Gabriel George POPA wrote:
I have two small questions:
1) When the OS generates too much messages, old messages are lost (oldest lines present in `dmesg` are lost).

`dmesg' displays the system message buffer, which has a limited space. Therefore, when it is full, it starts overwriting itself.
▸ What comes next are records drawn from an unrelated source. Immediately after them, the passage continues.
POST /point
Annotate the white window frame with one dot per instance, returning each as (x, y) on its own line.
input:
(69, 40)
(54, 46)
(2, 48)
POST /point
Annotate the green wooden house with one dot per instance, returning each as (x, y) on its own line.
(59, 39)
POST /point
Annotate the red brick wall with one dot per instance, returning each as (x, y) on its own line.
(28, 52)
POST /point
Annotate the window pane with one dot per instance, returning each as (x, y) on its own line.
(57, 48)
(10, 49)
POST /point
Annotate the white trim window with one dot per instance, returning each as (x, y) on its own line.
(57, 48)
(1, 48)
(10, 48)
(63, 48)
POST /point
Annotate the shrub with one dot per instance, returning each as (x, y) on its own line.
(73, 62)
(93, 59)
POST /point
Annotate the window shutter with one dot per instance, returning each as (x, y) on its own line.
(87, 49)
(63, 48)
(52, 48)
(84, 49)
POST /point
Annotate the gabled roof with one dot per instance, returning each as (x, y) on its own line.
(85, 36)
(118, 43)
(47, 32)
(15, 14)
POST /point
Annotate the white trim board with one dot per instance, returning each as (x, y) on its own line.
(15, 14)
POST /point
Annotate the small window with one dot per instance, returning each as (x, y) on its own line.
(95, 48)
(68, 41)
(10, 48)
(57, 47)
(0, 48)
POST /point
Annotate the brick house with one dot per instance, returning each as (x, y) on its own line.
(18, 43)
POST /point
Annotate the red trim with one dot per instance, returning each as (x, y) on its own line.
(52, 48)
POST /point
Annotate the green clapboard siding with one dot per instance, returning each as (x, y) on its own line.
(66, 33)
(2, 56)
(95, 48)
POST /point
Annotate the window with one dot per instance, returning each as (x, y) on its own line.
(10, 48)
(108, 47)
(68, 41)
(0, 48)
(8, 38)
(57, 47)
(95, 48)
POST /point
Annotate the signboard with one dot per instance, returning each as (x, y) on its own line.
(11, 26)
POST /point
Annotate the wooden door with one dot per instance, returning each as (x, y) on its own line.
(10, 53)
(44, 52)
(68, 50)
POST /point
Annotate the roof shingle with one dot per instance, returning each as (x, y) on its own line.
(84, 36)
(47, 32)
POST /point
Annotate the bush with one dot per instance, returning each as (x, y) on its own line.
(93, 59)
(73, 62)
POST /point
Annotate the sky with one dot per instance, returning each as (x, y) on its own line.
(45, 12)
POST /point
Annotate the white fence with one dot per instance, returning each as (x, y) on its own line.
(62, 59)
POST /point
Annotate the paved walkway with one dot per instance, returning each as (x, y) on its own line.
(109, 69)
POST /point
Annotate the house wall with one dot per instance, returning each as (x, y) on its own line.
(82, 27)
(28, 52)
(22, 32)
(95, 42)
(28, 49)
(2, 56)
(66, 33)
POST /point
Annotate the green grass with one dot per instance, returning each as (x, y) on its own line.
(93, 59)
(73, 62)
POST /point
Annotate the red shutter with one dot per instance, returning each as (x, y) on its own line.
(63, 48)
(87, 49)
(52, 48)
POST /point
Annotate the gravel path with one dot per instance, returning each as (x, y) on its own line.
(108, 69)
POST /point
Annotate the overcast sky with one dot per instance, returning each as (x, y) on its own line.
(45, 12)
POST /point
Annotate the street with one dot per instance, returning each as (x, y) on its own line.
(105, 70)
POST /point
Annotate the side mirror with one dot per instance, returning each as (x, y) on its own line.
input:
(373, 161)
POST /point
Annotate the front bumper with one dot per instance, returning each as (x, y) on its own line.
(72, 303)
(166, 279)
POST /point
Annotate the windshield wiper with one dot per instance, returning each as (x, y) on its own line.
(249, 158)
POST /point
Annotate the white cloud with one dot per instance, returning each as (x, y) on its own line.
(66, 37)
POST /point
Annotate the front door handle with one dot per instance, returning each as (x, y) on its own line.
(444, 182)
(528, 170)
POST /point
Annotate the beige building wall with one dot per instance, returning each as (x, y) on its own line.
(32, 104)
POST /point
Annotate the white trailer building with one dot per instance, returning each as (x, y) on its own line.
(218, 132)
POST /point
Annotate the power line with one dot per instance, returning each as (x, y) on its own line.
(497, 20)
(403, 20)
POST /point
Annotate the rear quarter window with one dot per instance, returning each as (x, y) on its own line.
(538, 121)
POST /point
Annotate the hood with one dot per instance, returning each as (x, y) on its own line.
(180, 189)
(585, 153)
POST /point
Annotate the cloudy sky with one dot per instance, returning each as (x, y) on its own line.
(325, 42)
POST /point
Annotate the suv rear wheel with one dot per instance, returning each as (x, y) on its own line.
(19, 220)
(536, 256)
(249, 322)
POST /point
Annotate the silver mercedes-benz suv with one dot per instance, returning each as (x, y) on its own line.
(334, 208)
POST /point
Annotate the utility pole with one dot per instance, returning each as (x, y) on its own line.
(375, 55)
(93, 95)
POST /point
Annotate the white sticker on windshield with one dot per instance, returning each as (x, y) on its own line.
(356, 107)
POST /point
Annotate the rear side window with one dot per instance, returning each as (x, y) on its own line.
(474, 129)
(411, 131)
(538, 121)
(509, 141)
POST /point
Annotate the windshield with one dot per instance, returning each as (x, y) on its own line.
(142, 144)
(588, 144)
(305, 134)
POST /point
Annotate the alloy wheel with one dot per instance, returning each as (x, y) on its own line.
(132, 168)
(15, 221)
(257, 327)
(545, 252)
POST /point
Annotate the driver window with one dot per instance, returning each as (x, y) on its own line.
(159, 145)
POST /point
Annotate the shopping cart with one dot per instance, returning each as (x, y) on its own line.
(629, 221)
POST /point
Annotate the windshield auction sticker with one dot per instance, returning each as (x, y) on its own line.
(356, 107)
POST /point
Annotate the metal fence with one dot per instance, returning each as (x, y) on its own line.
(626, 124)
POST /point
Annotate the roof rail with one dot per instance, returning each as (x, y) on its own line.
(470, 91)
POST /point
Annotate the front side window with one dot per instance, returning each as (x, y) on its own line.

Thus, lost messages are indeed lost.

What can I do to see ALL messages ever recorded for dmesg printing?

You could write some script that `dmesg > /some/where/$time` periodically (cron job).

More precisely, take a look at my `dmesg`:
# dmesg
arp info overwritten for 193.231.39.129 by 00:90:bf:10:88:40 on vr0
arp info overwritten for 193.231.39.129 by 00:10:dc:4c:6f:6c on vr0
arp info overwritten for 193.231.39.36 by 00:15:f2:16:f8:b4 on vr0
arp info overwritten for 193.231.39.54 by 00:e0:29:9b:bc:6c on vr0
...
(and a lot of other similar messages, similar if not even identical)

Most questions on this mail list require me to provide a valid output of dmesg. But if old messages are erased, how am I
supposed to do this?

$ cat /var/run/dmesg.boot

I am not allowed to reboot the machine! The machine is supposed to be running 24/7, NO reboot allowed.

Isn't this machine ever upgraded? Or, if it is so important - what about redundancy? Well well.

2) What do these lines mean (the lines I copied above from the output of `dmesg`)?

I'd say some machines are fighting over the same ip address. I could be wrong, though. Don know, but I get a feeling that some failover solution(s) could cause this.